New Zealand's human rights watchdog has given the "orange light" to assisted dying, saying that the Government should proceed with caution and only if strict safeguards are in place.
These safeguards should include a minimum age limit, a prognosis that a person will die within 12 months, and an opt-out clause for doctors who do not want to be part of the euthanasia process.
The Human Rights Commission gave its position on the hugely contentious issue this morning before Parliament's Health Committee.
The committee has been tasked with investigating public attitudes towards legalising medically-assisted dying in New Zealand, in response to a petition by former Labour MP and right-to-die campaigner Maryan Street.
The Human Rights Commission's chief legal adviser Janet Anderson-Bidois said the commission's position was unanimously backed by all commissioners after "a very robust discussion".
"In summary, the commission's agreed position is that a legal framework permitting assistance to be given to a competent, adult, terminally ill person, if he or she autonomously chooses to do so, could be acceptable with the following provisos: that the system must be delivered in a manner consistent with core human rights principles; the process must be accompanied by adequate legal and procedural safeguards; and appropriate palliative care services must be available and accessible for all terminally all people."
Under questioning from MPs, she stressed that the commission's position was neither a "green light" or a "red light" for legalising assisted dying.
"It's very much an orange light. It's a 'proceed with caution if you can safely do so'."
Chief commissioner David Rutherford later added that his office's position was "as far as we're prepared to go".
Commissioners had not reached on consensus on whether assisted dying should be extended to people who were not considered legally "competent".
As a result, their position was that any law change should be limited to the terminally ill.
"One of the key human rights principles we've looked at here is autonomy," Anderson-Bidois said.
"If you are talking about people who do not have competency and capacity in the legal sense, such as young children or people who aren't able to make their decisions, it becomes a much more difficult argument to make.

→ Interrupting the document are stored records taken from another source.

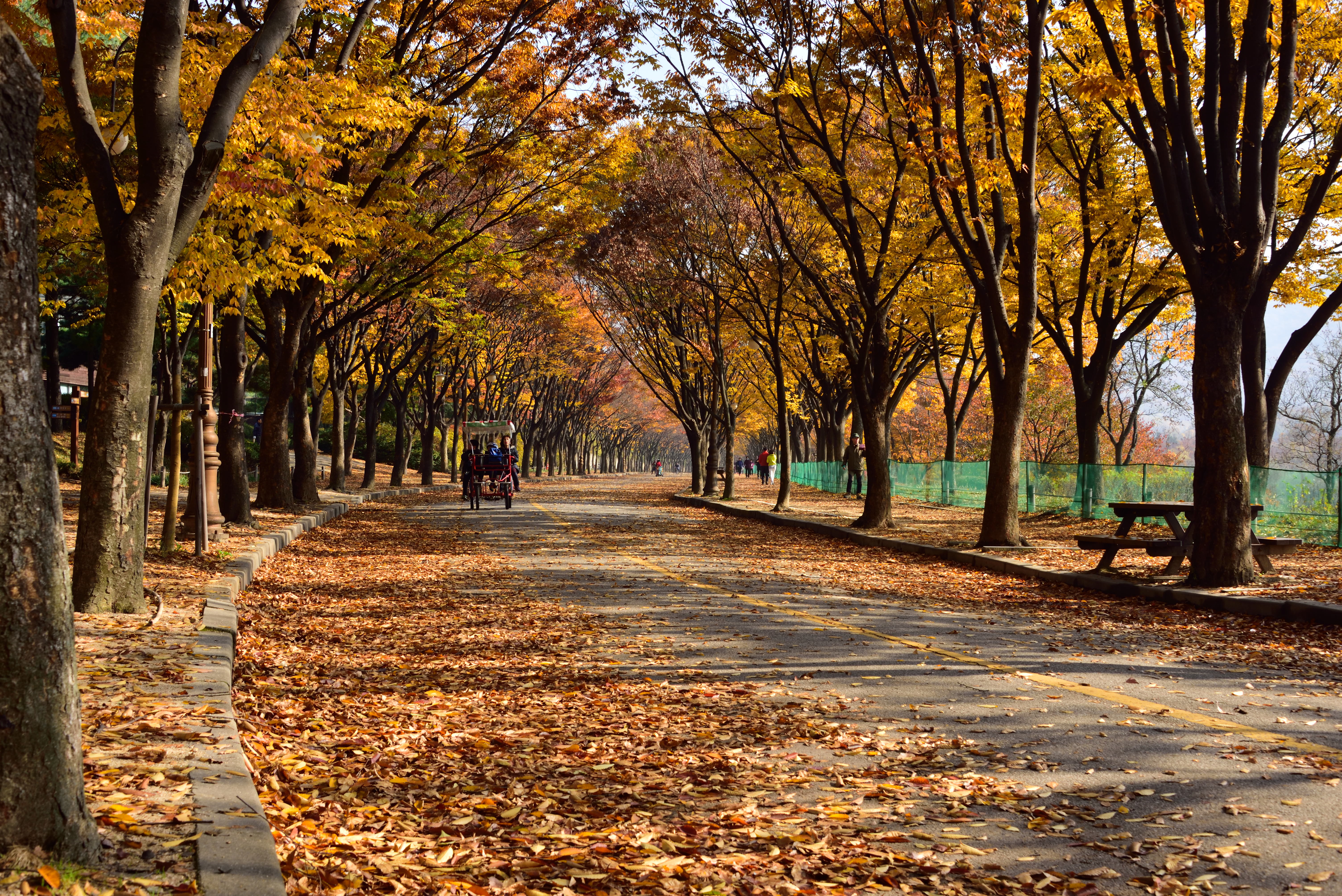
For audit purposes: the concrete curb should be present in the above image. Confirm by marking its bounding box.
[671,495,1342,625]
[189,484,456,896]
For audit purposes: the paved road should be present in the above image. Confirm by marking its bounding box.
[412,481,1342,893]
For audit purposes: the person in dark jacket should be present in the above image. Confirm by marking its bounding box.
[499,436,522,491]
[462,439,485,500]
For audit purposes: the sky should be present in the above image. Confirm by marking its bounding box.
[1168,305,1342,455]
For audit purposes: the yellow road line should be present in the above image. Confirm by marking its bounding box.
[529,499,1342,755]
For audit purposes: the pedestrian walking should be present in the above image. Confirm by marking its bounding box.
[843,433,867,498]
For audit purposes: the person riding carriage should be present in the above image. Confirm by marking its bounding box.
[462,420,521,510]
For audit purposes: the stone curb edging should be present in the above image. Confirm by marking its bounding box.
[671,495,1342,625]
[188,484,456,896]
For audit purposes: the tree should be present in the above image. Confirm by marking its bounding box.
[886,0,1048,545]
[1068,0,1342,587]
[1100,319,1192,464]
[1278,333,1342,472]
[1039,87,1185,467]
[660,0,945,529]
[0,21,98,863]
[47,0,303,613]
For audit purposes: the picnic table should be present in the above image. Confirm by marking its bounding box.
[1076,500,1302,575]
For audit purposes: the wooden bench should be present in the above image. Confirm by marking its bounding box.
[1249,530,1305,573]
[1075,502,1303,575]
[1076,535,1184,557]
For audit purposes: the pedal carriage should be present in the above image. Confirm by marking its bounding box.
[464,420,517,510]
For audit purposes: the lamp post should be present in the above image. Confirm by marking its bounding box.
[182,299,224,545]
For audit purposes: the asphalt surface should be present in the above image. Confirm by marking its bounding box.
[408,477,1342,893]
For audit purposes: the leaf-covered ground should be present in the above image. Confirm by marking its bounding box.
[719,475,1342,604]
[236,496,1118,896]
[0,461,418,895]
[668,476,1342,679]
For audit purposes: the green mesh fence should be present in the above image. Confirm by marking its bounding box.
[792,460,1342,546]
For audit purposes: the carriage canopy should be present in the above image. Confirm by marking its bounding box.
[466,420,517,437]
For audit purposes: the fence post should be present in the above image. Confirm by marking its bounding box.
[1142,464,1151,526]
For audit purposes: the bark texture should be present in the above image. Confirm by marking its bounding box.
[0,21,98,863]
[217,314,252,526]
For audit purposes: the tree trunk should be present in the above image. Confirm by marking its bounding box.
[158,354,182,557]
[420,408,437,485]
[852,402,894,529]
[702,420,718,498]
[1189,287,1253,587]
[360,394,383,488]
[0,21,100,865]
[326,386,349,491]
[43,311,60,431]
[443,405,462,485]
[46,0,303,613]
[256,357,294,507]
[392,400,409,488]
[284,355,321,504]
[1072,374,1104,464]
[1240,315,1280,467]
[773,350,792,514]
[215,310,252,526]
[941,400,959,463]
[684,427,703,495]
[341,390,361,480]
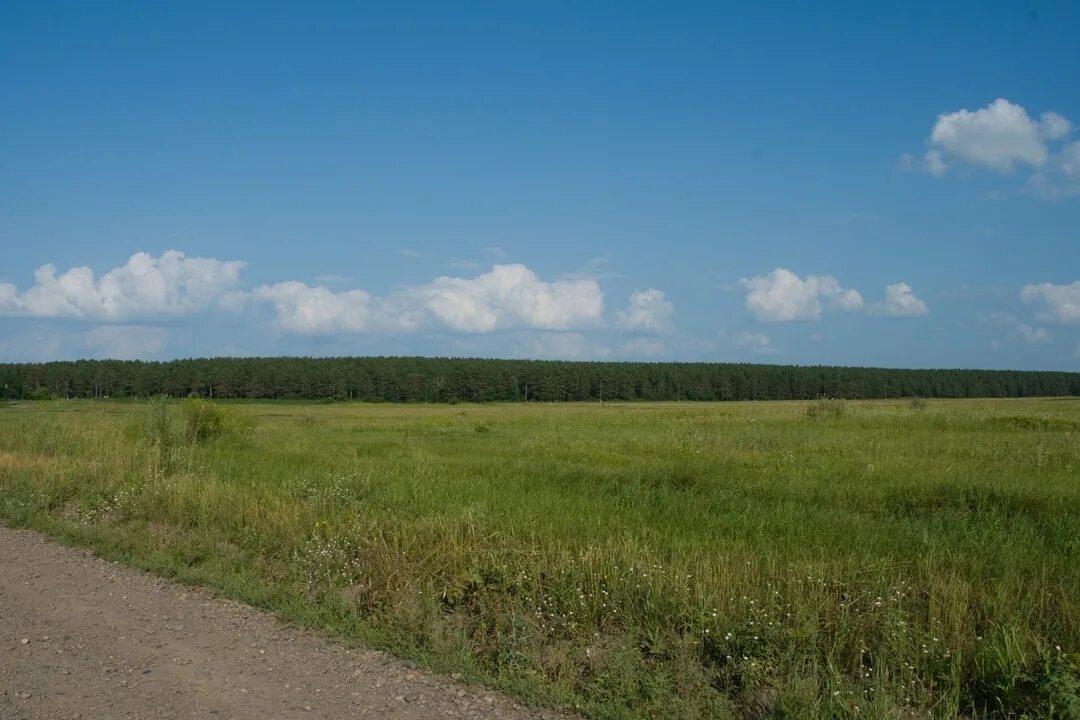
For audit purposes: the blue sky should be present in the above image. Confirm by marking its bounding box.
[0,2,1080,369]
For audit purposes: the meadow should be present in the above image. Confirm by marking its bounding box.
[0,398,1080,720]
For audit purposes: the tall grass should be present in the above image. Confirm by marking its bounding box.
[0,400,1080,718]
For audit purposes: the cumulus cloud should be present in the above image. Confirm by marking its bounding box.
[522,332,611,359]
[735,332,780,355]
[0,250,245,321]
[930,97,1069,172]
[1016,324,1053,345]
[1061,140,1080,180]
[619,337,667,357]
[615,288,675,332]
[1020,281,1080,325]
[82,325,167,359]
[867,283,930,317]
[246,264,604,335]
[901,97,1080,187]
[739,268,930,323]
[739,268,864,323]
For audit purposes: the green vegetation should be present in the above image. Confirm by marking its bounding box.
[0,397,1080,719]
[0,357,1080,403]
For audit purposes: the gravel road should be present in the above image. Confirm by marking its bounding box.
[0,526,565,720]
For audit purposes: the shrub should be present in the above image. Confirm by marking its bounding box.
[807,395,848,418]
[29,385,56,400]
[180,397,251,443]
[146,395,173,475]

"You're not talking about the exercise of personal autonomy ... you're talking about other people imposing what they think would be best for that person."
The watchdog recommended "essential" minimum components for an assisted dying regime, while noting that its list of recommendations was not exhaustive.
It suggested "clear and sensible thresholds" for assisted dying, including a minimum age of 18 years old for applicants and "likely death within 12 months".
Any law change should include a "conscientious objection" clause, the commission said.
Some medical staff and pharmacists would not want to participate in the process even if it was legalised, and "such views ought to be respected".
The commission also said potential legalisation of euthanasia should not come at the expense of palliative care.
"Assisted dying should not become a 'default option' or a choice that is made because of an absence of alternatives.'
The Health Committee is considering nearly 20,000 submissions on the petition. Once it has finished public hearings, it will make a recommendation to the Government.
• High thresholds: Minimum age of 18 years old and likely death within 12 months.
• No coercion or influence: System ensures decisions are competently and freely made.
• Medical backing: Appropriate medical advice to confirm prognosis and confirm absence of treatable condition which may affect any decision-making ability.
• Cooling off period: To prevent hasty and reactive decisions, especially after a recent diagnosis.
• Monitoring: Ongoing monitoring and independent review to prevent abuse of the system and give public transparency.
• Judicial oversight: To determine whether thresholds for assisted dying have been met.
• "Conscientious objection" clause: Make participation in the assisted dying process voluntary for medical professionals.
• Cultural considerations: Take into account cultural diversity of NZ in any legal framework, especially those for whom English is a second language.
• Alternatives: Make sure palliative care is accessible and remains a first choice, rather than making assisted dying a default option.